Pathway analysis also allows for the integration of multi-modal omics data, such as combining gene-expression and metabolomics data to uncover gene and protein functions. For example, metabolite profiles were integrated with genome-wide screening of single-nucleotide polymorphisms (SNPs) to identify the molecular mechanism of the NAT8 and PYROXD2 genes. Briefly, SNPs were ranked according to the strength of an association with observed metabolites. The regions where these SNPs occur on the chromosomes then were screened to determine at what position in the genome the gene/protein product responsible for the mediation is stored. With this approach, it was suggested that the NAT8 and PYROXD2 genes were responsible for mediation of serum diethylamine levels ⁸³ , a novel insight for these previously under-annotated genes.

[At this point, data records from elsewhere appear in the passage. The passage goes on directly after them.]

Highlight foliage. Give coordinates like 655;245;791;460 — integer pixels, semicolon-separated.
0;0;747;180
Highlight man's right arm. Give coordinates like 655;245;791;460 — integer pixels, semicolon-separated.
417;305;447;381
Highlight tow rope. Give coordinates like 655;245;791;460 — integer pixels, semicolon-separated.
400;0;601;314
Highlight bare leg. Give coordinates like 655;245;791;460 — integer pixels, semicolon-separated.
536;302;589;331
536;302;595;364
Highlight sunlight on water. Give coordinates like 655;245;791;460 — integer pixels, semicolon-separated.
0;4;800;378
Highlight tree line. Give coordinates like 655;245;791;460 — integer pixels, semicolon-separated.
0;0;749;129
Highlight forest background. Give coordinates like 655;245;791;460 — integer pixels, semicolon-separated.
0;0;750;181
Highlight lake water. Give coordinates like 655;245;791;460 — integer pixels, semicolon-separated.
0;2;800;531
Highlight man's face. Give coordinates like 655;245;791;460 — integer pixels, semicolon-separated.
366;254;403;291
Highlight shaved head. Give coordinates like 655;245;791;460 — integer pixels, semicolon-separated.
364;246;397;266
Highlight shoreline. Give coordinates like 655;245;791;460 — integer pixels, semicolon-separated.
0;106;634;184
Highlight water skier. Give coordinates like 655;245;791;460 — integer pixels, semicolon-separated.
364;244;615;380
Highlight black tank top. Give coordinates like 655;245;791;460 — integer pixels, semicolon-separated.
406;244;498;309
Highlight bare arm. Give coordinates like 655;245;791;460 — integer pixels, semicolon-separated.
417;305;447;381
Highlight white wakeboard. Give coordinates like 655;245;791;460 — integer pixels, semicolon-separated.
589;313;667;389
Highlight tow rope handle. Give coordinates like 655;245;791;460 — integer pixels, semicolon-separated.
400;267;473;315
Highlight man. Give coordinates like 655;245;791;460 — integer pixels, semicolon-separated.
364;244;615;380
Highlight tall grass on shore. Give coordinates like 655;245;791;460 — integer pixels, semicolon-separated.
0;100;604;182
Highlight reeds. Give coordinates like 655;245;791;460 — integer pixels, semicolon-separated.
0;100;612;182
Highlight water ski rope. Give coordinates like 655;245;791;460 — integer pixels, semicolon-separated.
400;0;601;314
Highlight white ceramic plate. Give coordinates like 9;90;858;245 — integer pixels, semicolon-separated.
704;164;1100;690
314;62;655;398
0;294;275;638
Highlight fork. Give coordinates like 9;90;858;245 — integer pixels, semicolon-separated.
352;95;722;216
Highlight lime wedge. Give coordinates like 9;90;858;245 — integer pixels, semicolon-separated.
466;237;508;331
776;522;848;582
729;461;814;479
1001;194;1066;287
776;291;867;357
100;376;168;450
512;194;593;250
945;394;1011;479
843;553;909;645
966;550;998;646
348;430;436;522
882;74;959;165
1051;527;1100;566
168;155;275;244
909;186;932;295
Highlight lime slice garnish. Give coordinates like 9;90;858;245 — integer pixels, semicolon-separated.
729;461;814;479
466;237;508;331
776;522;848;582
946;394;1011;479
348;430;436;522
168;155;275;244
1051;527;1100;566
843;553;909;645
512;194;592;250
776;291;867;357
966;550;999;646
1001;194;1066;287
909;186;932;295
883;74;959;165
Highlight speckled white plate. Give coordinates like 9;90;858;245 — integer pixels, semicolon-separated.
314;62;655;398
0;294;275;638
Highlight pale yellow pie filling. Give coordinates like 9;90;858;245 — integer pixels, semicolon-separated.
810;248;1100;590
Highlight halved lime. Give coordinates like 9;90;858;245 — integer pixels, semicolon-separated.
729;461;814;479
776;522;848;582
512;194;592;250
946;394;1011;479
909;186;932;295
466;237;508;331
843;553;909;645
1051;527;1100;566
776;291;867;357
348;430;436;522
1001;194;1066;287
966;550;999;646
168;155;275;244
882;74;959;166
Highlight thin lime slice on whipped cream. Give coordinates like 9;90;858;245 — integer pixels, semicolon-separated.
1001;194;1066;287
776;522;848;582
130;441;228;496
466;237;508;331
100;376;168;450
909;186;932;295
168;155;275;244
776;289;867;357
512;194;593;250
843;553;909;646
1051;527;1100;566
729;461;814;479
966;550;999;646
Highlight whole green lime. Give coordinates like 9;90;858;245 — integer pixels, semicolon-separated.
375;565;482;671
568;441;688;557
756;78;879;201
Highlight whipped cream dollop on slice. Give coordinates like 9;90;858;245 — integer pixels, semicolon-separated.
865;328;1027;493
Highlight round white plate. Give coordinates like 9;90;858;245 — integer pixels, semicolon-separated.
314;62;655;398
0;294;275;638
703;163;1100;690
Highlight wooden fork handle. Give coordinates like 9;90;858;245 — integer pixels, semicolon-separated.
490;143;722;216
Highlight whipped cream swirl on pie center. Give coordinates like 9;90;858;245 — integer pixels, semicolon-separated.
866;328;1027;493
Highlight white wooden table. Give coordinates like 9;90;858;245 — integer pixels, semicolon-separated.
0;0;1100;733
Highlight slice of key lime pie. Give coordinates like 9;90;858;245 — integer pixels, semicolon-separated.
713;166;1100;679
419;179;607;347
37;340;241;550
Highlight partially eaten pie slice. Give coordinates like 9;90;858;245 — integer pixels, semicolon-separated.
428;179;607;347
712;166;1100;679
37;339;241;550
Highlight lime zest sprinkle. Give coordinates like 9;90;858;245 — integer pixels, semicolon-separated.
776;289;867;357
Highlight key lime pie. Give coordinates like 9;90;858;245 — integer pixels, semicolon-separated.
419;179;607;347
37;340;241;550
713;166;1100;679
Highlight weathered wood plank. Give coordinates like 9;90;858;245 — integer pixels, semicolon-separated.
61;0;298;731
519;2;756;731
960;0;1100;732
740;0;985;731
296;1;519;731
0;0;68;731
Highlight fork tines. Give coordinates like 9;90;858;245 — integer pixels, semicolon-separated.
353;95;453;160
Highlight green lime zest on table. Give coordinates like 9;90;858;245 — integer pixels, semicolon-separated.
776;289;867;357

As another illustration, transcriptomic and metabolomic data from Arabidopsis thaliana were integrated to characterize the biological response resulting from the over-expression of PAP1, a gene known to cause profound accumulation of anthocyanins and to encode a MYB transcription factor regulating flavonoid biosynthesis. The authors were able to correlate the biosynthesis of cyanidin and quercetin derivatives with a specific set of upregulated genes that enabled them to identify the function of two uncharacterized proteins: a flavonoid 3-O-glucosyltransferase and anthocyanin 5-O-glucosyltransferase ⁸⁴ . Numerous tools are now available for pathway analysis of metabolomics data ^{79, 85, 86} , which will significantly improve data interpretation and simplify our understanding of biological relevance. Thus, pathway analysis is becoming a routine component of a detailed metabolomics analysis.